Om Wira tergelak singkat.

"Kalau ada cowok yang deketin Ina, lapor ke saya, ya. Ina tuh ibaratnya berlian buat saya, harus dijaga mati-matian keindahan dan kemurniannya," ujar Om Wira entahlah berarti sebagai kelakar atau ada makna lain dibalik kalimat itu.

Aku hanya tertawa lirih menanggapinya. Kulirik Ina yang menautkan jemarinya di bawah, ekspresinya terlihat santai, tetapi untuk aku yang sudah mengenal dan memiliki hobi menelaah sifat-sifat Ina, aku paham benar bahwa kini ia sedang panik.

"Yaudah, saya pamit dulu, ya. Ayah pergi, ya, Na. Assalamualaikum."

Untungnya, Om Wira lekas pergi tak berselang lama setelah itu.

"Wa'alaikumsalam."

Ina menjawab salam dengan lirih. Pandangannya terus lurus mengamati mobil ayahnya yang mulai melaju jauh. Menatapku sejenak, Ina justru terlihat emosional. Ia lantas berjalan mendahuluiku memasuki gerbang SMA Bestari. Aku mengikutinya dari belakang hingga langkah kami berhasil sejajar.

Menghela napas panjang, aku tahu apa yang harus kulakukan.

"Aku serahin semua keputusan sama kamu, Na. Sekarang aku sadar, aku nggak berhak maksa buat bertahan. Aku paham kamu pasti sebingung itu akhir-akhir ini. Tapi kalau nanti kamu udah siap buat keputusan, jangan pernah takut buat sampaiin ke aku, ya. Aku juga udah persiapan buat itu."

Kalimat panjangku ditanggapi Ina dengan senyum tipis. Gadis itu menghentikan langkah tepat di depan gazebo kosong dekat ruang ekstra yang tampak sepi dari lalu-lalang siswa.

"Aku sayang sama kamu, Ndra. Sejak dulu. Nggak usah bilang pun pasti kamu udah tahu. Tapi kadang aku berpikir, ayah benar."

Sepasang mata cantik Ina menatap lurus ke arahku. Sorotnya sendu, tetapi tak kulihat selaput bening melapisi matanya. Hanya saja, terlalu sesak untuk menyelami netra itu lama-lama.

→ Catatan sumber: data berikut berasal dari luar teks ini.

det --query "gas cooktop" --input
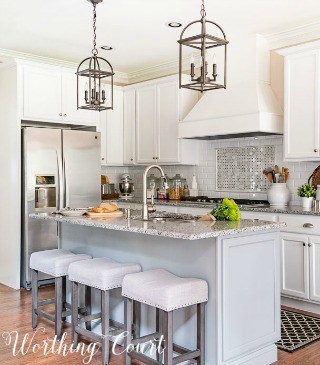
[181,196,269,207]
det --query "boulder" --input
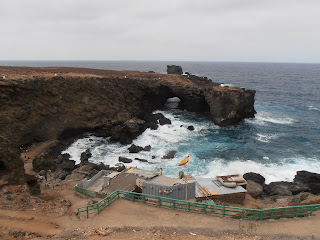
[144,113,165,124]
[110,125,123,141]
[80,149,92,164]
[308,183,320,195]
[143,122,159,131]
[124,118,144,134]
[243,172,265,185]
[293,171,320,183]
[247,180,263,198]
[263,181,310,196]
[59,159,76,171]
[143,145,151,152]
[293,171,320,194]
[134,158,148,162]
[187,125,194,131]
[111,163,126,172]
[263,182,292,196]
[119,157,132,163]
[159,117,171,125]
[162,151,177,159]
[167,65,183,75]
[128,144,143,153]
[120,133,132,145]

"Semakin besar, kita harus semakin patuh sama batasan, malu kalau terus-terusan ditentang. Dan kita udah melangkah terlalu jauh," ujar Ina. Aku mengangguk pelan.

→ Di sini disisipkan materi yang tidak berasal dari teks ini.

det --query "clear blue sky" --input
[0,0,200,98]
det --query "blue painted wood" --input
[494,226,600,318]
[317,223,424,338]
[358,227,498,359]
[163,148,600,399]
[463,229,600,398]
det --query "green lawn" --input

"Nggak cuma sebelum ini aku berpikir soal perpisahan. Dari jauh-jauh hari otak aku udah penuh tentang ini. Tapi aku, kamu, kita, nggak sesederhana itu. Semua tentang kita terlanjur panjang, terkenang, dan sulit rasanya kalau harus ngerelain semuanya berakhir."

Meski berat, aku mengukir senyum setulus mungkin. Berusaha meyakinkan Ina bahwa aku benar-benar sudah siap terhadap apapun. "Kamu penginnya gimana?" tanyaku.

"Tiga hari. Aku butuh waktu tiga hari buat mikirin masalah ini. Aku mohon dalam waktu tiga hari itu, kita nggak berinteraksi. Bisa, Rendra?"

Aku mengangguk. Mencoba mencairkan suasana, aku berceletuk, "Nikahin kamu besok aja boleh nggak, sih?"

"Rendraaaa."

Aku tersenyum lebar mendengar panggilan gemas itu. Sebelum sama-sama pergi, aku menawarkan sesuatu, "Nanti sore, ya?"

"Aku dijemput sopir, Ndra."

"Bilang kalau kelompokan, please?"

Menatapnya penuh harap, untuk kali ini kumohon ia mau berbohong lagi. Langitku sudah sedemikian kelabu, aku ingin melihat senja. Dan semburat jingga itu tak pernah ada jika pasang mataku melihatnya seorang diri.

Akhirnya, Ina mengangguk pasrah.

"Makasih banyak-banyak, calon mantan Rendra," ujarku secepat kilat seraya menepuk pelan puncak kepalanya, lalu melesat pergi tanpa menunggu respons Ina.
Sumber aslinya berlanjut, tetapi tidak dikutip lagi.